The Americans behave like an immature
teenager, driving a Lamborghini on the
highway, without a drivinglicense.

Too much power and too little brain.
 
 
+7 # Chris sircello 2011-06-08 01:57
So true. If you've ever watched graphs and the stock market, check out the population graph- we're ready for a huge pullback.
 
 
+3 # futhark 2011-06-08 10:52
Humanity as a whole operates in the same way a bacterium in a dog turd does...consume as much of the available resources as fast as possible and reproduce as abundantly as you can. But then bacteria don't have any fantasies about an "after-life" of unlimited dog-turd consumption, do they?
 
 
0 # poosta7 2011-06-09 07:55
Metastatic cancer is anOTHER excample of unrestricted and unlimited growth. In a world of normal cells (your body) they follow two rules to be a "citizen" cell in their world: 1. divide aboud 30 times then die and 2. contact inhibition...stop growing when you pressure your neighbors.
Cancer cells don't follow either law and overconsume and kill the world where they live (i.e. you)
 
 
0 # fredboy 2011-06-10 10:25
We are Popeye's Wimpy, consuming until we burst.

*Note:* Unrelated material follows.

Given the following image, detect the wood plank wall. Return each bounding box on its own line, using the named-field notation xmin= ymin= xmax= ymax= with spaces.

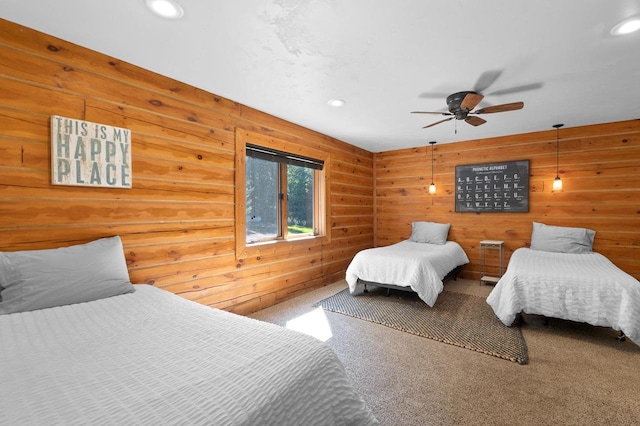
xmin=374 ymin=117 xmax=640 ymax=279
xmin=0 ymin=20 xmax=373 ymax=314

And none seem wise enough to realize most "shortages" are parlayed to raise the value, ie the price, of the "limited" and, of course, "essential" resources.

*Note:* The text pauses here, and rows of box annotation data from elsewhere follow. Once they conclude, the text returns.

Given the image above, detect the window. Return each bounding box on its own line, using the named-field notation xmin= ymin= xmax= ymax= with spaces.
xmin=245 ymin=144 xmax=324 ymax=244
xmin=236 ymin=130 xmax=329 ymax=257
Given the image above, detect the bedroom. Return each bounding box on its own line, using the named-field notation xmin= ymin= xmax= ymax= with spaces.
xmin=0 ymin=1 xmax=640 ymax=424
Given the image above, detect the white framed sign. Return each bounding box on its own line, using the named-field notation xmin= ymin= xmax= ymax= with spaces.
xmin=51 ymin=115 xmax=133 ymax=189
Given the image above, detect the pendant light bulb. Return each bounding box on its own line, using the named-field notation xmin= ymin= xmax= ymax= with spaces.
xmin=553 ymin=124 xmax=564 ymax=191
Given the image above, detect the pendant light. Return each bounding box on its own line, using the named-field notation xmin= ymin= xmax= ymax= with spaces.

This is straight out of basic texts on influence and persuasion.

Duh.
 
 
0 # Paul Randal 2011-06-10 13:54
Nukes are the answer LFTR's to be precise. Not the deadly antique reactors in operation today that should be shut down ASAP. In their place we need to build new reactors with modern designs, with passive cooling that uses single fuel cycles that can also "burn" and dispose of existing nuclear waste.

That will solve all these problems including water, nuclear waste disposal, the high cost of fuel and the political ramifications of buying it from despots, and global warming caused by the burning of fossil fuels.